Overall effect of grade on salary is negative

Unpooled model: lm() for each major

Major-specific models

$salary_i = \beta_0 + \beta_1 grade_i + \epsilon_i$

For $i = 1...5$

lm(formula = salary ~ 1 + grade, 
   data = sim_data[sim_data$major=="a", ])  # for "a", "b", "c", "d", "e"

model/major	intercept	slope	sigma	p.value
a	-6.35	2.38	4.18	0.23
b	12.58	-0.35	4.13	0.96
c	12.26	3.41	1.51	0.02
d	2.37	0.85	2.55	0.58
e	-14.59	1.87	2.11	0.64
average	1.25	1.63	2.90	0.49

Treats majors as completely independent
Residual standard errors ($\sigma$) are much lower
On average, grade has a positive effect on salary (but no valid inferential estimate)

Interaction model

\[ salary_i = \beta_0 + \beta_1 grade_i + \beta_{2[j]} major_j + \beta_{3[j]} grade_i \times major_j + \epsilon_i \]

contrasts(sim_data$major) <- contr.sum

lm.full <- lm(salary ~ 1 + grade * major, data = sim_data)

term	estimate	std.error	statistic	p.value
(Intercept)	1.25	1.27	0.99	0.34
grade	1.63	1.52	1.07	0.30
sigma	3.09

slope and intercept match the unpooled model (in a balanced dataset)
inference is possible

Linear model vs Linear multilevel model

Linear model

all effects (intercepts & slopes) are fixed and non-random
All?
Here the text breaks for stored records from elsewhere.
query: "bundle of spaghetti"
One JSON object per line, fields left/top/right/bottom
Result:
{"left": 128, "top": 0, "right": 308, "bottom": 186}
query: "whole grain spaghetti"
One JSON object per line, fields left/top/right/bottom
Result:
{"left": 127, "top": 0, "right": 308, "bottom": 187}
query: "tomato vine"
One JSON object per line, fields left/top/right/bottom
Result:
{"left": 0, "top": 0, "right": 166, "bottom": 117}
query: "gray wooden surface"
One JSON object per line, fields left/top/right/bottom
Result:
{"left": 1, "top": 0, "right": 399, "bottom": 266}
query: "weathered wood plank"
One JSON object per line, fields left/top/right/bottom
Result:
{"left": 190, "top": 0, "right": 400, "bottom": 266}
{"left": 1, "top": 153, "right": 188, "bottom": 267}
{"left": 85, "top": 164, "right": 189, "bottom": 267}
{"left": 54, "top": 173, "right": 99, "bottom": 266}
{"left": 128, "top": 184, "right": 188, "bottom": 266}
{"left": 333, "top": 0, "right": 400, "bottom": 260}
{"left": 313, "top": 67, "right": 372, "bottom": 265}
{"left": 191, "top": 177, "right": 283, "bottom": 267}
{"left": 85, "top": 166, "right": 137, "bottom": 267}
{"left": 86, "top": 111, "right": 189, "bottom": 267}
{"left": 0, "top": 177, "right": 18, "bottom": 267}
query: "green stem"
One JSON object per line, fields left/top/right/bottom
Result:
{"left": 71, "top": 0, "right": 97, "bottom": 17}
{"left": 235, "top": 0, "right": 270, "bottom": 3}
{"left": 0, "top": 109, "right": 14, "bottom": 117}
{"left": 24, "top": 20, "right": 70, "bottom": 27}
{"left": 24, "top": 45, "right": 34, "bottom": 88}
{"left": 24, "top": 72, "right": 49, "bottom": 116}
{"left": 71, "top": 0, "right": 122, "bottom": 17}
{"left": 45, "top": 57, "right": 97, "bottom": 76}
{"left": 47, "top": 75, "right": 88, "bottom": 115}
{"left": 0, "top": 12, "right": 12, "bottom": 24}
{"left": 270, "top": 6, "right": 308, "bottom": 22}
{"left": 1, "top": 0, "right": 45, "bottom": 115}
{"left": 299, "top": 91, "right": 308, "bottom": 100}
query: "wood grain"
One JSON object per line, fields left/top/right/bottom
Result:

No not all

\[ \begin{align} \text{Level 1}: y_i &= \beta_0 + \beta_1 x_i + \epsilon_i \\ \\ \\ \text{Level 2}: \epsilon_i &\sim N(0, \sigma) \end{align} \]

Linear multilevel model

observations [i] belong to subgroups [j]
subgroups [j] are explicitly treated as random draws from a larger population

\[ \begin{align} \text{Level 1}: y_{ij} &= \alpha_{j} + \beta_1 x_{i} + \epsilon_i \\ \alpha_{j} &= \beta_0 + \beta_{0j} \\ \\ \text{Level 2}: \beta_{0j} &\sim N(\beta_0, \ \tau) \\ \epsilon_i &\sim N(0, \ \sigma) \end{align} \]

lme4::lmer()

Loading the packages

First we will need to install and load the two packages we will use to run LMM in R.

If you do not have a package installed, run: install.packages(“packagename”)

install.packages("lme4")
install.packages("lmerTest")

We now load these packages into the working environment

library(lme4)
library(lmerTest)

lme4 stands for linear mixed-effects models (from Douglas Bates and Ben Bolker [@add reference]). It is the most common package used for running LMMs in R. The main functions are lmer for running models with continuous outcome variables and glmer for models with other kinds of outcome variables (e.g., poisson or binary or logistic regression).

Because the lme4 package does not produce p-values, it is common for researchers more accustomed to working with p-values to use the lmerTest package. lmerTest doesn’t have any functions that we will use but, when loaded, it overrides the standard output of lme4 in order to provide p-values, approximated by the Satterthwaite approach. Be aware that while these p-values are provided automagically, they are approximations and may be very poor in some scenarios (e.g., unbalanced or crossed designs).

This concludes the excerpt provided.